Keywords

DFG, Kinase, Model, Structure-based Drug Design, Type-II Inhibitors, Vector

Reference

DOI: 10.1021/cb500696t

Abstract

Protein kinases shift between active and inactive states, involving conformational changes in the aspartate-phenylalanine-glycine (DFG) motif, essential for their function.
Type-I inhibitors target the ATP-binding site in the active state, while type-II inhibitors exploit an allosteric pocket formed adjacent to the ATP site in the inactive DFG-out state.
However, the lack of inactive kinase structures limits structure-based drug design for type-II inhibitors.

This paper presents DFGmodel, a computational tool that:

  • Generates inactive kinase models from either known active structures or sequences.
  • Yields accurate models (RMSD ≤ 1.5 Å) validated through multiple structural metrics (Z-DOPE, TM-score).
  • Distinguishes type-II inhibitors from non-binders (AUC > 0.70), suitable for virtual screening.
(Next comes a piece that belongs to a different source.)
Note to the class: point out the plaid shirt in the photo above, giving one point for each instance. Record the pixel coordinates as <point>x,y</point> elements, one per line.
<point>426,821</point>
They also provide case studies where DFGmodel predicts off-target interactions and expands structural understanding for drug design.

Notes

1. General Summary

  • DFGmodel fills a critical gap by predicting kinase inactive (DFG-out) conformations, enabling structure-based type-II inhibitor discovery.
  • Uses comprehensive analysis of kinase structures to inform model building.
  • Applies to both existing active structures and kinase sequences lacking any structure.
  • Achieves high accuracy, making it useful for virtual screening and understanding DFG-flip mechanics.

2. Structural and Modeling Insights

  • DFG-flip involves a 180° flip of the Asp and Phe residues in the DFG motif.
  • DFG-out state shows greater flexibility, especially in the N-lobe and αC-helix, while DFG-in is more compact.
  • Interestingly, the β-hairpin preceding DFG remains structurally conserved in DFG-out conformations across kinases.
  • The position of the DFG motif may be linked to A-loop conformation, but not necessarily controlling A-loop secondary structure.
  • Gatekeeper and (D–1) residues do not significantly differ between kinases with and without known DFG-out structures, suggesting DFG-out accessibility may be an intrinsic property modulated by other factors (e.g., phosphorylation, binding partners).

3. Methodological Points

  • Vector-based methods are used to characterize DFG orientation, but RD noticed:
    • They used cross product to define vector relations but did not employ dot product, which could also be useful for angle measures.
  • Something new and notable:
    • Z-DOPE and TM-score are used alongside RMSD for structural evaluation — interesting metrics RD may explore further.

4. Application and Performance

  • The models achieved RMSD ≤ 1.5 Å, demonstrating accuracy and structural relevance.
  • Successfully distinguish type-II inhibitors from non-binders, with AUC > 0.70 in virtual screening tests.
  • Captures inhibitors’ off-target activities through modeling — useful for drug design and safety assessments.

5. RD’s Thoughts and Learnings

  • RD finds the description of DFG-flip clear and useful.
  • References 21 and 22 offer valuable background (worth checking).
  • The vector approach focused only on DFG; rotation consideration was possibly missing — dot product might improve orientation analysis.
  • RD also noted novel metrics (Z-DOPE, TM-score), could be worth integrating into RD’s own pipeline.
  • The idea that DFG-out accessibility is intrinsic and widespread (not limited by specific residues) shifts perspective on kinase dynamics.
  • RD is considering trying DFGmodel for ongoing kinase-related work.

Take-home Messages

  • DFGmodel is a powerful computational approach for predicting kinase inactive (DFG-out) structures, facilitating type-II inhibitor discovery.
  • The DFG-flip mechanism is conserved and linked to broader kinase flexibility.
  • Structural flexibility and dynamic pockets are essential features of kinases, relevant for allosteric drug design.
  • Kinase modeling benefits from integrating multiple structural evaluation metrics beyond RMSD.
  • Intrinsic kinase flexibility and DFG-out accessibility may be more widespread than previously thought, independent of specific residue patterns.